If you need, I can help you with anti-cheat measures to combat these and make it very difficult for exploiters to circumnavigate it. Not impossible, but just hard.

I do recommend making this a script for the server and client, where the server will have jobs to

1. Sanitize Values - Ensure the server is getting what it should be getting from the client.
2. Use Multiple Events - For a sort of “authoritative server system”. Not as secure, but will catch most skids. You should always queue these additional requests though (on the client and server), as sending a lot of requests to the server will quickly exhaust the OutgoingKBPSLimit on clients when multiple events are used (and will often cause the server to start ratelimiting clients and putting those events in a queue, often seen as a warning in server log "[playername] appears to be spamming remote events.").
3. Immediately Flag Users - For when things go awry and request additional review. Should also give the developer the option to log it somewhere, but by default flags will be stored in a GlobalDataStore structure and whenever admins/developers or the owner joins the game, they will be notified about new events.
4. Use GUIDs often - A randomized string that is extremely hard to predict. Also not as secure, as exploiters can just hook the HttpService:GenerateGUID namecall.

Keep in mind that if exploiters get access to the functions in this script, they can always see and modify constants that are declared with-in it with getconstants/getconstant and setconstant respectively. Declare everything outside of the function (as a local variable, as globals can also be retrieved with getsenv), if possible, and only declare constants with-in the function if there is no other choice.

Examples of constants:

1. Variable declaration or value retrieval/assignment
   Such as:
   • local a = "Hello" Constant: "Hello"
   • local a = 4 Constant: 4
   • local a = sometable.somevalue/local a = sometable["somevalue"] Constant: somevalue (represented as a string) (is effective even when sometable is declared outside or with-in the function)
   • sometable.somevalue = "World" Constants: somevalue and "World"
2. Function arguments
   Such as:
   • somefunc("Hello", "world!") Constants: "Hello" and "world!" (is effective even when somefunc is declared outside or with-in the function)

A constant is basically anything with-in a given stack that is expected to stay the same regardless of outside influence. Unfortunate thing is that this is all freely accessible in memory, so they can always be modified.

And be careful when setting local variables inside functions as well, as that’s what the entire upvalue programming interface aims to allow easy interfacing with (debug.getupvalues, debug.getupvalue, debug.setupvalue).

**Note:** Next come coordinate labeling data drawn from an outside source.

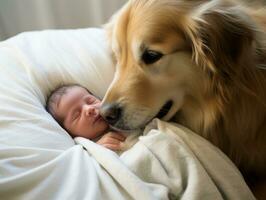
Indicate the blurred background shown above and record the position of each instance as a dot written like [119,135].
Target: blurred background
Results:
[18,16]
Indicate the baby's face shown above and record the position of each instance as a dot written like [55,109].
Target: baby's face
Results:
[78,111]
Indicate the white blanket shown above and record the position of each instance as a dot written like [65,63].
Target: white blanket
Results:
[169,161]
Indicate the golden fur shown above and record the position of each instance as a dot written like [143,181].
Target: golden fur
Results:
[212,69]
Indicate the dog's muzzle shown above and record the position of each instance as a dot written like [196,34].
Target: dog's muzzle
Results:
[165,109]
[111,113]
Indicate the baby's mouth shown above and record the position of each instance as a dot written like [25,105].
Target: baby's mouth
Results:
[97,118]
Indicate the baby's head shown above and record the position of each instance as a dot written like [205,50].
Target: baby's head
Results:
[77,111]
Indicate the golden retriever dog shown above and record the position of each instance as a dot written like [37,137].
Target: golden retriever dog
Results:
[200,63]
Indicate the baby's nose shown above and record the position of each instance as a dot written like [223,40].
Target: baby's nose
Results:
[90,110]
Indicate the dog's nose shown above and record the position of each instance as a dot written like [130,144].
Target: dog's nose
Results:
[111,113]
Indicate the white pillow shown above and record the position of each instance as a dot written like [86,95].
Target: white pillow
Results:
[34,63]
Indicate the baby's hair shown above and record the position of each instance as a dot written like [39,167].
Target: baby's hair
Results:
[55,95]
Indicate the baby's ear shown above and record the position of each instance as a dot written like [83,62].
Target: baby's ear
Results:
[221,36]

Yea, I was unaware of most of this as I have only seen stuff about exploiting and other exploit prevention scripts. I will take this into account when updating this module

Good work though, as what I mentioned is just a hyper-analysis on secure events, not something to shut down completely valid work. Things like anti-cheats always require critical thinking, and that’s what I was aiming to achieve.

why is it just a module script with children modules. it take to much space in explorer.

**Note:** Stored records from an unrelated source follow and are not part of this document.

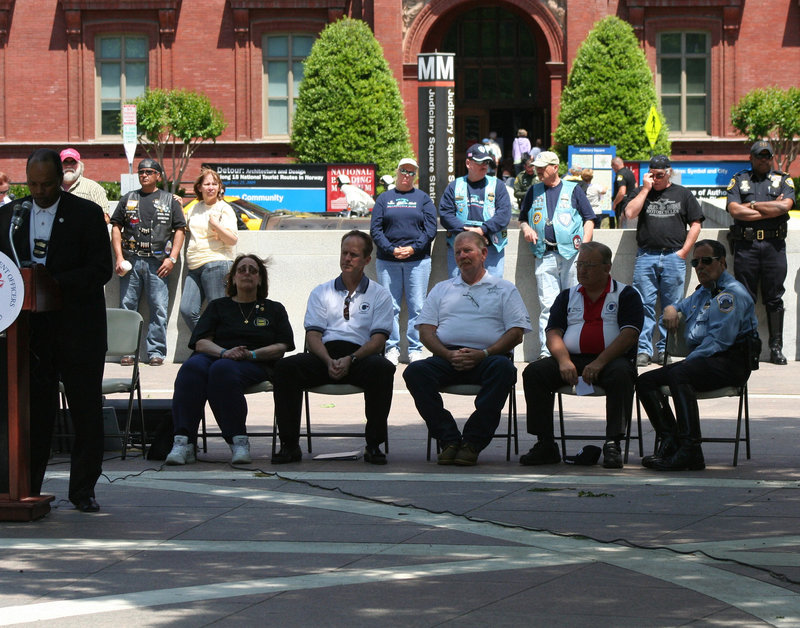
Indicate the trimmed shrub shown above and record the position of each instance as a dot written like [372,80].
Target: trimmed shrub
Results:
[349,108]
[609,93]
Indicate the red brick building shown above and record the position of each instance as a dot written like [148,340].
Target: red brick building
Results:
[66,65]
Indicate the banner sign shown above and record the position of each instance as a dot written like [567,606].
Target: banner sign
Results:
[705,179]
[12,292]
[362,176]
[293,187]
[436,101]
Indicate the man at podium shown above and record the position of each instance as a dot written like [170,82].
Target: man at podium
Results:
[68,235]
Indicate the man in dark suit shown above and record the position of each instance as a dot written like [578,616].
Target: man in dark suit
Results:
[69,236]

As the creator stated this is meant for security not performance or in this case Aesthetic

What are some ways that you can do server checks?

Just check the data being sent in on the server. Make sure they are the right types and reasonable. If you set up your game correctly it will be hard for exploiters to manipulate data they are not supposed to.

HashUtility modulescript is exposed in ReplicatedStorage (doesn’t matter even if it was nil you could get it with exploits)

Exploiter can just hookfunction your :Hash() function to “decrypt” hashed string and that means your “security” is just useless at this point

You cant decrypt it, thats the whole point of a hash.